The modernization of the Official Languages Act has been a hot topic of conversation throughout the country. In March 2019, the Government of Canada announced it would be reviewing the law, which was last updated in 1988. Consultations were held and a summary report was published in June 2019. It shows that Canadians want the Act to be modernized in a way that protects existing rights while supporting the vitality of Canada’s official languages.
Reconciliation in action: The case for Indigenous languages
Indigenous languages face an unmatched level of vulnerability in Canada. Indigenous peoples faced systematic discrimination and cultural repression for decades, including through the genocidal practices of Canada’s Indian residential school system. Indigenous leaders were also largely ignored during the consultations on Canadian unity that led to the passing of the Official Languages Act in the 1960s.
In 2015, the Truth and Reconciliation Commission of Canada made 94 Calls to Action to redress this legacy and to advance the process of Canadian reconciliation. These included a call for the federal government to pass a law supporting the preservation, revitalization and strengthening of Indigenous languages, as well as the creation of a commissioner for these languages. This piece of legislation became law in June 2019. Some have even called for Indigenous languages to also be designated as official languages, including in the Calls for Justice of the National Inquiry into Missing and Murdered Indigenous Women and Girls.

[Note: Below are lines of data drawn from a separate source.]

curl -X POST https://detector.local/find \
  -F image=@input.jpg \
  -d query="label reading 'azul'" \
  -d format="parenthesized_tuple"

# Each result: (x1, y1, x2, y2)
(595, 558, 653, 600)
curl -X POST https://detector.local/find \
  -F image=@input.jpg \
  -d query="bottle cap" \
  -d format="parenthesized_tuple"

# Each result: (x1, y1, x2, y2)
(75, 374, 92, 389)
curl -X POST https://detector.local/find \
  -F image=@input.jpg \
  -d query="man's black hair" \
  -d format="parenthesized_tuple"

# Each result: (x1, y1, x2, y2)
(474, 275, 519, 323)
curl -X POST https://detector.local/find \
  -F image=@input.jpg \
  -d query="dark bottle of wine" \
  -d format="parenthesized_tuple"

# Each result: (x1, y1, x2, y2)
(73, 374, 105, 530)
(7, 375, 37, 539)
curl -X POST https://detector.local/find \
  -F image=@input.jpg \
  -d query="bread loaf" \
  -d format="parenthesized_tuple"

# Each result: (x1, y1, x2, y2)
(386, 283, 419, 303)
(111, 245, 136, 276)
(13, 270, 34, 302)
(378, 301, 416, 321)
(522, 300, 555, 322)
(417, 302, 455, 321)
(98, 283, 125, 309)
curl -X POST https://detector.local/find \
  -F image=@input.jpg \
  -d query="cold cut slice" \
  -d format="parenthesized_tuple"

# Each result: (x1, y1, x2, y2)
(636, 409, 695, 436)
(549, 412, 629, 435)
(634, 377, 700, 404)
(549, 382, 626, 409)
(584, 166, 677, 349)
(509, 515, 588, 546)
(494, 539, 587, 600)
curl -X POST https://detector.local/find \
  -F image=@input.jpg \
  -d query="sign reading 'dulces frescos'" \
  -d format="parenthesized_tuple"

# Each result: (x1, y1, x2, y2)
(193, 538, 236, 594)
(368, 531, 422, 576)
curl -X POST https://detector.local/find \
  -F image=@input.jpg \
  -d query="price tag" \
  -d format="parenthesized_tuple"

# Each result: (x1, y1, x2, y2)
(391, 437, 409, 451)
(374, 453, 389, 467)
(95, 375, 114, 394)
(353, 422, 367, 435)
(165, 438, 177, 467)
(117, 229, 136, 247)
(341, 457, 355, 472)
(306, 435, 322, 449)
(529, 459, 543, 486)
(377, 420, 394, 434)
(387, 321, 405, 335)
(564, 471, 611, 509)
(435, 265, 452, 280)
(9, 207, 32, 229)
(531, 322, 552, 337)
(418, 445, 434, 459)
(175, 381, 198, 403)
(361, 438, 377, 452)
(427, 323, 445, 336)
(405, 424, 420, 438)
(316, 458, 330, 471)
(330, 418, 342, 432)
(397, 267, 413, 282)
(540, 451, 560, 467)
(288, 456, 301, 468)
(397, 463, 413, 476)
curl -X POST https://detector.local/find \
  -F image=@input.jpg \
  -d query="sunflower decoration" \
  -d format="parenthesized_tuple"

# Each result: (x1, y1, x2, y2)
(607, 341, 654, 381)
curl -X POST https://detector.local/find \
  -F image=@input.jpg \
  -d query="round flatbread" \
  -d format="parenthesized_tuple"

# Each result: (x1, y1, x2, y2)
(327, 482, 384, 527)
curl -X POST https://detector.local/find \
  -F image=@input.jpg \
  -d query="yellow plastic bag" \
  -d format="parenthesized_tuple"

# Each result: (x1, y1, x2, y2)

2019 was also the International Year of Indigenous Languages, as declared by the United Nations. Its objective was to focus global attention to the issues facing Indigenous languages, which make up more than 4,000 of the estimated 6,700 languages spoken around the world. It also aimed to mobilize international cooperation in celebrating, supporting and revitalizing these languages, and to achieve the goals set out in the United Nations Declaration on the Rights of Indigenous Peoples, a non‐binding declaration of principle grounded in human rights standards. In 2016, Canada announced its full support for this declaration.
Expressing ourselves in our own language is a fundamental right
Human rights are rights that each and every one of us possess by the simple fact that we are human beings. Given the close link between language, culture, identity and participation in community life, the right to express ourselves in our language is a fundamental right. Its fulfillment allows us to achieve our fullest potential, both as individuals and as a society.
Ask yourself:
What role does language play in the survival of my identity and culture?
What is government’s responsibility in ensuring language rights are respected?
How can we better protect Canada’s official languages?